Горько, обидно слышать, что говорят русские про сербов и сербы про русских, и еще прискорбнее видеть, что люди не хотят сознаться и с тупой настойчивостью стараются оправдать такие поступки, которым нет никакого оправдания, кроме того, что мы кинулись, очертя голову, без всякой подготовки, без мысли, без плана. Тут оказалась вся безалаберность нашего характера, нашего добродушия, смешанного с заносчивостью и грубиянством, наше ташкентство, осмеянное Щедриным и поэтизированное Каразиным, наша привычка за все браться без всякой подготовки, на авось: удастся — хорошо; скажут: какая гениальная натура! а нет — мы ответим, как Тришка в «Недоросле»: «Да ведь я учился самоучкой; я тогда же докладывал; извольте отдавать портному». Но Тришка был прав, потому что он взялся не за свое дело поневоле, по барскому приказанию и докладывал об этом; а мы испортили дело по собственной охоте, исходя, конечно, из воззрений Простаковой: «Вишь, скотское рассуждение! Как будто нужно быть портным, чтобы сшить хорошо кафтан!»

Мы привыкли браться за все, не учась и не приготовляясь, и потом еще не хотим сознаться в том, что взялись не за свое дело.

Нам остается теперь одно: сознать все свои грехи между которыми главный состоит в том, что мы взялись не за свое дело, захотели командовать, тогда как правильнее было бы самим стать под команду, и отказаться от поклепов на сербский народ. А затем, если б кто захотел снова отдаться тому же святому делу, тот — взвесь его, обдумай, приготовься и стань в ряды братьев простым бойцом, пока не выдвинет тебя самое дело. «Я приехал сюда биться с турками, а не разговаривать» — ответил один русский солдат, когда его спросили, знает ли он по-сербски. Для простого солдата ответ дельный и остроумный; но офицеру не мешало бы позаботиться и о том, чтоб можно было объясниться с братом кое об чем, не только знать — напред, натраг, вино и ракия.

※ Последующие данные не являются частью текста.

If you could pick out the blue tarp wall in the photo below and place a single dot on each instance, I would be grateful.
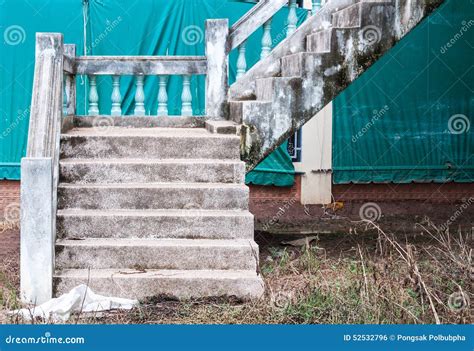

От людей интеллигентных справедливо требовать, чтобы они предварительно познакомились и с историей, и с языком народа, во имя которого они хотят геройствовать. Да на самом-то деле, за сербов ли мы бьемся? не общее ли это наше дело? поражение сербов разве не удар нам? До сих пор мы еще не прониклись сознанием нашей солидарности с остальными славянами, а в данный момент с юго-славянами, и тычем им в глаза наши жертвы, корим сербов пролитою за них кровью. И недавнее наше увлечение положением сербов оказалось каким-то бессмысленным движением, инстинктивным, чисто стихийным порывом, и вышло, что «и ненавидим и любим мы случайно». Какой же толк в том и когда же будет этому конец?..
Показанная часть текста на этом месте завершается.